Anything else would be financial suicide for a company with such high profits in enterprise. Enterprise sales is what made MS rich - consumer OS sales are nickel and dime compared to enterprise for them. Even the nicest to use (iOS, IMHO) touch/tablet interfaces simply are not an effective substitute for the desktop for productivity, and that doesn't even factor in dinky screen sizes, lack of processing grunt, and lack of storage and traditional connectivity found in a desktop.
I'm no apologist for Apple or any other tablet maker, but they are quite usable appliances, stuff like the iPad. Note the "appliance" denotation - you are not going to replace a traditional computer with a tablet anytime soon, which they can both do a lot of shared tasks, there's some things that tablets simply are not productive with, like heavy data entry, content creation, etc. A tablet is a computer, but in a lot of ways it simply isn't - it's a consumption device first and foremost.

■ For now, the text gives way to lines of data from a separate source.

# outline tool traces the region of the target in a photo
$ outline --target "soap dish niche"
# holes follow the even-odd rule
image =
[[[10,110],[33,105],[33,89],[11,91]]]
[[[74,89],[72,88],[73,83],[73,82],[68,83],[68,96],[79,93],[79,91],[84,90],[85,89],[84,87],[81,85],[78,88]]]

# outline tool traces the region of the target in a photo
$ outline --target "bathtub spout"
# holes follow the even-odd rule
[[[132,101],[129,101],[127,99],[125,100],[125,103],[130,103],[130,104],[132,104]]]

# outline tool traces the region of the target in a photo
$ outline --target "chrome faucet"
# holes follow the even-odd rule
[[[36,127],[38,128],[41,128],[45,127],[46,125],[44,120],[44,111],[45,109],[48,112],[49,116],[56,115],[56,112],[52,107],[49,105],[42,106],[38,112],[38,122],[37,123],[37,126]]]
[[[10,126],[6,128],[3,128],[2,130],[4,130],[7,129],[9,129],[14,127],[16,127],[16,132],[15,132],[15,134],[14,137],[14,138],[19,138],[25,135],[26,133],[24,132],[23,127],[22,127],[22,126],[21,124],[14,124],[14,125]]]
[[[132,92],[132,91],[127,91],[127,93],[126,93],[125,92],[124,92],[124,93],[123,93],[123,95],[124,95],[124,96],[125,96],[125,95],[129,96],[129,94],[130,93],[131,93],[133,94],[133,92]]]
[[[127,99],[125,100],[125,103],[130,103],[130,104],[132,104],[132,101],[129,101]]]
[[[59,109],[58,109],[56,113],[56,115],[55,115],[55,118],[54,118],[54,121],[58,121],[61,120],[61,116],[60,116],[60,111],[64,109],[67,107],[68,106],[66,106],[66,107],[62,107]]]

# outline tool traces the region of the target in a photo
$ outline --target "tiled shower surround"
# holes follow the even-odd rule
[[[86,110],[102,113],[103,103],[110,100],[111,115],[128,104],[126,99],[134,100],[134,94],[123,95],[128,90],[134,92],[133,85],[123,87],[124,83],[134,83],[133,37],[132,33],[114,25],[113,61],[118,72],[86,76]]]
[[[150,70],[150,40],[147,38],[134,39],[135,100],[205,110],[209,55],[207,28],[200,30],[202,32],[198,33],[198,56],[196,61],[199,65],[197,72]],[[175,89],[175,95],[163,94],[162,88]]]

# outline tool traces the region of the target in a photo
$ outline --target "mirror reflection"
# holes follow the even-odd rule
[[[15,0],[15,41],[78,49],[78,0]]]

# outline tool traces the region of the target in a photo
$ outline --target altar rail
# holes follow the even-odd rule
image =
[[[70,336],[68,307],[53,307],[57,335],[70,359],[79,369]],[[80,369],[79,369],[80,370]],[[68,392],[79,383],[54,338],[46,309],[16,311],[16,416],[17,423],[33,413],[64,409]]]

Many people slamming tablets and touch devices are viewing said machines as desktop competitors, and in my books they simply can't be compared. Most guys derping and whining about touch keyboards and tablets in general being entirely unusable in any capacity have never even tried them, and are likely still the types to own 7 year old feature phones
They aren't for everyone, but even the naysayers would find them quite usable even after using them for an hour or two or they simply wouldn't have taken off like they have. For emails, quick docs and such, tablets and their onscreen keyboards are more than usable, and I dare say pleasant to use if you understand what they can and cannot do.